The goal is to go to this this website, click on one of the links (for instance, "Promo"), and then extract the entire table of data (e.g., card, and graded prices) using rvest
.
I was able to get the table extracted without too much of an issue using the following code:
library(RSelenium)
library(rvest)
library(tidyverse)
pokemon <- read_html("https://www.pricecharting.com/console/pokemon-promo")
price_table <- pokemon %>%
html_elements("#games_table") %>%
html_table()
However, this has a couple of issues: 1) I cannot go through all the different card sets on the inital website link I provided (https://www.pricecharting.com/category/pokemon-cards), and 2) I cannot extract the entire table with this method - only what is primarly loaded.
To mitigate these issues I was looking into Rselenium
. What I decided to do was go to the intial website, click on the link to a card set (e.g. "Promo"), and then load the entire page.
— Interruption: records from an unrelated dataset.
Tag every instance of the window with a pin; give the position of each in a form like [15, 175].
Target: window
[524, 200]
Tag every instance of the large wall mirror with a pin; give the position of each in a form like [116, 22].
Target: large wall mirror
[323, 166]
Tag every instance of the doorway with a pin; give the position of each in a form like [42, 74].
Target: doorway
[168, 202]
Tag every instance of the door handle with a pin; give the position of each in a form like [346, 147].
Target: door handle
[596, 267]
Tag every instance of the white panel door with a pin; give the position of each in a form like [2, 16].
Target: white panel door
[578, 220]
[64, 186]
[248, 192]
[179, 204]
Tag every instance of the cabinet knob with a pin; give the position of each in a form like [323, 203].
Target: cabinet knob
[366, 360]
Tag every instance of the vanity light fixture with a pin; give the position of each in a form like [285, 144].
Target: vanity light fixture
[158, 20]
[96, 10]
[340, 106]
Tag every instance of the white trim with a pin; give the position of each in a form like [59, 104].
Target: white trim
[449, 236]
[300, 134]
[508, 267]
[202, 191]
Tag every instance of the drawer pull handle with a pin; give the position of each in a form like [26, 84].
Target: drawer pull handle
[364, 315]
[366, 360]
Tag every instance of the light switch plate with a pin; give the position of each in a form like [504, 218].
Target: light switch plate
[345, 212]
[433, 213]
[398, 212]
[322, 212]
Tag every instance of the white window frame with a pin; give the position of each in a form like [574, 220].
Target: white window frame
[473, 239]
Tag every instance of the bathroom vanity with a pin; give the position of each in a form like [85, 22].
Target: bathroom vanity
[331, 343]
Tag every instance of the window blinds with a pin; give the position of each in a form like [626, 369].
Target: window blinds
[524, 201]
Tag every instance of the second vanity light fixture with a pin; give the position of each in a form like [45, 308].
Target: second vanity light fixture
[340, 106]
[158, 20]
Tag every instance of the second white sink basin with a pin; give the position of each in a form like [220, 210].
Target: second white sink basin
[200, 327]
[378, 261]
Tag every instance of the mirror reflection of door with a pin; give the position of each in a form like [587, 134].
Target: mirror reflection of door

This workflow can be shown here:
## open driver
rD <- rsDriver(browser="firefox", port=4545L, verbose=F)
remDr <- rD[["client"]]
## navigate to primary page
remDr$navigate("https://www.pricecharting.com/category/pokemon-cards")
## click on the link I want
remDr$findElement(using = "link text", "Promo")$clickElement()
## find the table
table <- remDr$findElement(using = "id", "games_table")
## load the entire table
table$sendKeysToElement(list(key = "end"))
## get the entire source
full_table <- remDr$getPageSource()[[1]]
## read in the table
html_page <- read_html(full_table)
## Do the `rvest` technique I had above.
html_page %>%
html_elements("#games_table") %>%
html_table()
However, my issue is that I am once again getting the same 51 elements instead of the entire table.
I am wondering if it is possible to combine my two techniques, and where in my coding process this is going wrong.